I find a spot on the street in front of Buddy’s and thank the traffic gods that I didn’t have to drive around for twenty minutes looking for a place to park. With my coffee and my dad’s slushie in my hands, I take a fortifying breath before opening the glass door to the office. I immediately have to duck as a stapler comes flying through the air and crashes into the wall.



“I’m not the dumbass who doesn’t know how to alphabetize!”



“Call me a dumbass one more time. Go ahead, do it!”



“DUMBASS!”



Setting the cups on the nearest desk, I rush in between my father and Uncle Wally as they charge toward each other in the middle of the room.



“All right, that’s enough! Back to your corners!” I shout at them, pointing in the general direction of their desks, which are on opposite sides of the room.



“He started it,” Uncle Wally complains under his breath as he turns and stomps back to his desk.



I swear to God it’s like having two more children dealing with these two. A few years ago for Christmas I bought them each a set of boxing gloves. When it gets really bad, I make them go out back and duke it out. This is actually one of the milder arguments and I think we can skip fight club today.



“I need the rest of the information you have on Martin McFadden,” I tell my dad as I hand him his slushie and he begins gulping it down while he sifts through a pile of files on top of his desk.



“If your father would have started using my new filing system, he could have e-mailed you that information in three seconds,” Uncle Wally muses from his desk.



Dad slams down his cup and starts clenching his fists.



“Can it, Uncle Wally. Dad, just drink your slushie.”



With a heavy sigh, he starts slurping through the straw, just to annoy my uncle.



My dad has a few part-time bounty hunters on his payroll and in the past when he got slammed with requests, before I opened Fool Me Once Investigations and I wasn’t busy with army duty, he’d have me fill in for him. I love the thrill of the chase and the rush of adrenaline when you find your man (or woman) and slap the cuffs on him (or her). After my marriage went down the shitter six months ago, I decided not to reenlist with the army so I could spend more time with my girls and they wouldn’t feel like both parents abandoned them.

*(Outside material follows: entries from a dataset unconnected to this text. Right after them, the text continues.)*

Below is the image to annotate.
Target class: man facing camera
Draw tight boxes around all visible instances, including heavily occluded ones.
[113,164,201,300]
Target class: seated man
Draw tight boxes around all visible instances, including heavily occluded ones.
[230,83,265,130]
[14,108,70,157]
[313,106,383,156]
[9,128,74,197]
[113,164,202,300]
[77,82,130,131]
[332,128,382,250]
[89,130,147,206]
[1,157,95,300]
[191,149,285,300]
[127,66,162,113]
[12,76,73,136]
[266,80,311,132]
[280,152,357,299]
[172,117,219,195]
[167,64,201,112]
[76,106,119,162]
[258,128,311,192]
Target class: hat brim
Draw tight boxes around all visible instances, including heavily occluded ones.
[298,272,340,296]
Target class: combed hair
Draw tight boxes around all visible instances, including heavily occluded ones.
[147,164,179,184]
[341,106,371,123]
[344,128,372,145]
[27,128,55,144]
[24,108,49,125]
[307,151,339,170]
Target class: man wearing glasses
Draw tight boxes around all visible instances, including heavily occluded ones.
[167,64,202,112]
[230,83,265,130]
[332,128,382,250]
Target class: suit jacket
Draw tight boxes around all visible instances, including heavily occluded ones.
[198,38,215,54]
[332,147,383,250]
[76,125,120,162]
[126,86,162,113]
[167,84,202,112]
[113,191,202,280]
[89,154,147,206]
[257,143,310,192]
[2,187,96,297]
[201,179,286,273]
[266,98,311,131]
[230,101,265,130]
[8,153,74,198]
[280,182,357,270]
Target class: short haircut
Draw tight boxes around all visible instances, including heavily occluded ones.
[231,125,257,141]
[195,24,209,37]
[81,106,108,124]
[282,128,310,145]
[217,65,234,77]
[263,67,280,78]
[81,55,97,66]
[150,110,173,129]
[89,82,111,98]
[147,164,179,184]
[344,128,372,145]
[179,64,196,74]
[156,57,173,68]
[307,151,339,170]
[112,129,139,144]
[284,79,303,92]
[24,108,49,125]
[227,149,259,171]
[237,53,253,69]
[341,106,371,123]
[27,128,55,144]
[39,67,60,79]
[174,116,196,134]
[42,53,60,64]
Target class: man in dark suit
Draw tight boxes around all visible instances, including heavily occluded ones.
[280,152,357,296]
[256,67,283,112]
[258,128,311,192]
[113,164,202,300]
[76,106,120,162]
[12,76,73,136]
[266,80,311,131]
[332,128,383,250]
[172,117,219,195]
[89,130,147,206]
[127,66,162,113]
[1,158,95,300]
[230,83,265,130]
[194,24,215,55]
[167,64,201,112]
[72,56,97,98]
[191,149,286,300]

“Ahhhh, here we go,” my dad states brightly as he finally finds the McFadden file and hands it over to me. “His last known address is in there as well as a list of all of his relatives. I haven’t had time to dig any deeper into his criminal background, but I figure Lorelei can pull some strings for you and get whatever else you need. Speaking of Lorelei, how are she and Paige? And when are you going to stop being so stubborn and just come work for me full time instead of just taking a case for me every once in a while?”



I sigh and shake my head at him. “Lorelei and Paige are fine. And we’ve gone over this a thousand times, Dad. I appreciate the offer of a full-time job, but I need to do something on my own. I need to keep busy so I don’t continue filling up notebooks with all of the ways I can remove Alex’s penis from his body. While fun, it’s not very constructive. Or healthy. Fool Me Once is the perfect distraction for me.”



Grabbing the file from my dad’s hand, I lean over his desk to kiss his cheek.



“I get it. You need to be independent. Just know, you’ll always have a job here if you decide adding things to the penis-removal list is more worthwhile,” he says with a smile.